Nel brano del vangelo è Giovanni che, raccontando l’apparizione di Gesù risorto ai discepoli, indica il compito che egli ha affidato loro. Ciò che essi dovranno fare si sintetizza in due parole: perdonare i peccati. Questo compito si attua mediante una guarigione che parte dalla persona e si espande a tutta la società. Il perdono dei peccati significa infatti aiutare le persone a superare i sentimenti di violenza che si annidano nel cuore umano. Per fare ciò i discepoli dovranno suscitare la fede in un progetto d’amore che parte dall’Alto e creare rapporti nuovi improntati all’amore. Ciò è possibile solo dando origine a un movimento di liberazione da tutte le strutture ingiuste che si esprime mediante la formazione di comunità basate sulla fede. Si tratta di un compito difficile da attuare: perciò Gesù conferisce ai discepoli il suo Spirito, che consiste in una convinzione profonda che fa superare ogni difficoltà. E come risultato Gesù promette la pace che dal cuore dei credenti si espande a tutta la società. In questo contesto è importante la figura simbolica dell’apostolo Tommaso, il quale giunge alla fede solo dopo aver visto Gesù risorto. Chiaramente si trattava non semplicemente di riconoscere che Gesù è vivo ma di credere che il suo progetto di liberazione da ogni forma di male non era stato accantonato, ma sarebbe stato portato avanti da lui per mezzo dei suoi discepoli.

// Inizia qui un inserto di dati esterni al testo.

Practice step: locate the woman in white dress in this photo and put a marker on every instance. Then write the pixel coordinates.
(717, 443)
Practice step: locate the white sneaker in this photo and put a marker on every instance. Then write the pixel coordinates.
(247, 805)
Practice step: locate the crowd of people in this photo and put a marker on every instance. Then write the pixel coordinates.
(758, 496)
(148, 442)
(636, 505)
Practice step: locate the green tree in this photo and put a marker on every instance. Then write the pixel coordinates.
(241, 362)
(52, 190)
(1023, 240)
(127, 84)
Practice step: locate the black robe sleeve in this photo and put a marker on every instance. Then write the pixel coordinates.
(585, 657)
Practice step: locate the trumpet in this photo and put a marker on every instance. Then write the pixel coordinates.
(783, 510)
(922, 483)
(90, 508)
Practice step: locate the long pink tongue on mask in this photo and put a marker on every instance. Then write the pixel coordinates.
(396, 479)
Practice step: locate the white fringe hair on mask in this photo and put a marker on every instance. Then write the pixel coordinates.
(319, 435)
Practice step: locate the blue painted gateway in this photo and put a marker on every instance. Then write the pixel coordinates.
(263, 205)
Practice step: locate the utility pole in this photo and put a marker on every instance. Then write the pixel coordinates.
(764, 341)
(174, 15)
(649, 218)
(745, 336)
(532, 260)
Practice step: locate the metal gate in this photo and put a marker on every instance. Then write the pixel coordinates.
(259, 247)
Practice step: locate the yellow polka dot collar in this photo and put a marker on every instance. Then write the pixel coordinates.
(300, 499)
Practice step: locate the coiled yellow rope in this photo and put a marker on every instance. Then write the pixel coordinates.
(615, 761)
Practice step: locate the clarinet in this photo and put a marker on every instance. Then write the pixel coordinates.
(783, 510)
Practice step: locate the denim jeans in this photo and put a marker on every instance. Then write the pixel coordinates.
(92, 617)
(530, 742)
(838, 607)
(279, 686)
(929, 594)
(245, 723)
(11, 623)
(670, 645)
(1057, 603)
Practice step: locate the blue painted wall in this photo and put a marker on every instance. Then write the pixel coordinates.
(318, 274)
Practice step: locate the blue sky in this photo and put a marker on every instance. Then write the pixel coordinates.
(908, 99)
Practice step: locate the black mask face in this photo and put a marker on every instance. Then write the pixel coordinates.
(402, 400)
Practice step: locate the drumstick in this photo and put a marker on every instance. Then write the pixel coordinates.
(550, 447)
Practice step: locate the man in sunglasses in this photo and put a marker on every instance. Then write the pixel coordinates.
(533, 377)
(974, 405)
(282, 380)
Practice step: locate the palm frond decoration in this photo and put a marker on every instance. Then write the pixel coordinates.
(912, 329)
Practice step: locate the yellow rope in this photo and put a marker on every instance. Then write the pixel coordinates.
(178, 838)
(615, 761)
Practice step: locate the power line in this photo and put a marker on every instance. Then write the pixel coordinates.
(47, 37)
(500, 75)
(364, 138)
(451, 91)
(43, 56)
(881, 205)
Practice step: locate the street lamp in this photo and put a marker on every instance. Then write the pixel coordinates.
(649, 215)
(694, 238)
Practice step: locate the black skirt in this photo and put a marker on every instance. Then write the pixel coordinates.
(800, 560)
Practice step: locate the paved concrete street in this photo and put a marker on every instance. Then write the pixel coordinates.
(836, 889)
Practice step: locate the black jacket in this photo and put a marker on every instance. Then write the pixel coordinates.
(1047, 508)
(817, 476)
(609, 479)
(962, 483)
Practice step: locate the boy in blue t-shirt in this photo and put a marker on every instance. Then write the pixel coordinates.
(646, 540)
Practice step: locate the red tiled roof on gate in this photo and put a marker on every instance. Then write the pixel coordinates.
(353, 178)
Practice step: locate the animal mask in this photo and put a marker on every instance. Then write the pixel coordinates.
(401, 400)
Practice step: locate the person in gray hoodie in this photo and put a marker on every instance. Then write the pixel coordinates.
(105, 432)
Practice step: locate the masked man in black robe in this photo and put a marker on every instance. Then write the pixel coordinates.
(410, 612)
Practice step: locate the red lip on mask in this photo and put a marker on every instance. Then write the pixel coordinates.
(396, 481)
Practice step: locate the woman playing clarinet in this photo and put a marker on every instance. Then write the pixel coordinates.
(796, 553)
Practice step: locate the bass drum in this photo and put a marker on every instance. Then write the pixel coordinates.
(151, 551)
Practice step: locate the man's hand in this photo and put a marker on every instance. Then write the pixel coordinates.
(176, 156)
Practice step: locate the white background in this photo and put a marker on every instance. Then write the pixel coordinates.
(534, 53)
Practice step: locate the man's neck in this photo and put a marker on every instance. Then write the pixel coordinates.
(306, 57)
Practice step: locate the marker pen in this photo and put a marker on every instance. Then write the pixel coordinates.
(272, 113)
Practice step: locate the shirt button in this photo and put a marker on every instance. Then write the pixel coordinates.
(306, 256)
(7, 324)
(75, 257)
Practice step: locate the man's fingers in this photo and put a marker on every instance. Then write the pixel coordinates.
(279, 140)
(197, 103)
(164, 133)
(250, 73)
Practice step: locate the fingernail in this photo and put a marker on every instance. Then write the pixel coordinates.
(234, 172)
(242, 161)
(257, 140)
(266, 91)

Nella seconda lettura è significativo il modo in cui Gesù si presenta a Giovanni: «Non temere! Io sono il Primo e l’Ultimo, e il Vivente. Ero morto, ma ora vivo per sempre e ho le chiavi della morte e degli inferi». Questa frase mostra come sia possibile impegnarsi per la vita, in tutte le sue manifestazioni, perché Gesù, il Vivente, è con noi.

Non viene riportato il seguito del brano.